"Un après-midi d'octobre 1985, à Paris, je me suis sentie si mal que j'ai demandé au médecin de passer chez moi au retour du travail. Je l'attendais. Il était environ 20 heures ou 21 heures. On sonne. J'ouvre sans me méfier. Et devant moi, ma fille. Ma fille si désirée si belle - 25 ans - sur le palier, menottes aux poignets, deux CRS me bousculent, entrent, referment la porte sur ma fille, gardée par une femme. On fouille chez moi, on me questionne violemment. On me menace en paroles. "Association de malfaiteurs". Voilà ma fille arrêtée. On me demande son adresse. Je ne la connaissais pas. On ne veut pas me croire. Je dis juste : "Mais fouillez tout!" Je ne sais rien. Qui les a conduits jusqu'à mon adresse? Puis leur talkie-walkie fonctionne. Quelqu'un leur donne son adresse à elle et à son ami. Ils partent emmenant ma fille. Ce jour-là, c'est moi qu'on arrêtait, moi qui suis allée en prison à Fleury. C'est moi dont les poignets étaient entravés par les menottes. Jamais, jusqu'à mon dernier jour, je ne pourrai chasser cette image de ma tête, de mon coeur. Ce jour-là, ma vie s'est arrêtée pour de bon. Je l'ai soutenue à bout de bras; une lettre tous les jours; chaque semaine, le parloir; je lui apportais son linge propre embaumé de son parfum de Guerlain, car tout est interdit. J'oubliais mes clés dans ma poche, et ça sonnait, et les gardiennes me faisaient retourner en arrière, me fouillaient. Je devais tout déposer dans un casier fermé à clé. Je parcourais ces couloirs sinistres et tremblais de la revoir enfin, elle, ma fille. Je travaillais tous les jours. Prenais un bus à l'autre bout de Paris, pour arriver à Sainte-Geneviève-des-Bois. J'attendais au milieu d'étrangers jamais vus, mais vivant mon supplice. Pareil. J'avais juste le droit de prendre mes cigarettes et mon briquet à la main, et puis, venait si vite le moment de la quitter. La gardienne apparaissait. Le bruit des portes...

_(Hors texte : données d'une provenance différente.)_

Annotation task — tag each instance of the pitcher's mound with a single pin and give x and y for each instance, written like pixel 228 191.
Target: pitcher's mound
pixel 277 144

Tout, tout est fixé à jamais. Depuis ce jour, je suis toujours en prison. C'est moi sa mère qui suis détenue. Une prison sans barreaux, sans fenêtres cadenassées. Elle, elle a payé sa dette à la société. Elle est libre. Je ne peux lui en parler. Elle est une autre, et elle est moi en même temps. Je l'ai tant aimée. Il y a un mur maintenant; cette fille, comme toute fille pour sa mère, le prolongement de soi, une femme comme moi. Ma vie sera bientôt finie. Elle vit loin. Très loin. Je ne peux plus lui parler vraiment. Je suis toujours en prison. Je vis de livres, de musique. Encore de la musique, le jour, la nuit. Je ne sais plus ce que dormir veut dire. Je n'ai plus que son image dans les yeux, devant ma porte, enchaînée.
Je crois qu'une mère vit tellement fort ce que son enfant vit. C'est une blessure sans cicatrice. Je voudrais toucher la cicatrice et l'apprivoiser. Mais cela m'est impossible. Je suis condamnée à perpétuité. J'aurais voulu qu'on m'emmène à sa place. Au moins, j'aurais pu en parler, après. Mais il s'agit d'elle. Je n'ai pas le droit de parler. De dire la vérité.
Depuis, le moindre coup de sonnette ou de téléphone m'effraie. Je me suis créé mon univers où je n'autorise personne à entrer. Là, seulement, je parviens à écarter, de temps en temps, les barreaux. Furtivement. Je n'ai plus envie d'aimer et d'observer les gens. Ils me font peur. Ma grande solitude est mon seul refuge. Et je m'y suis habituée."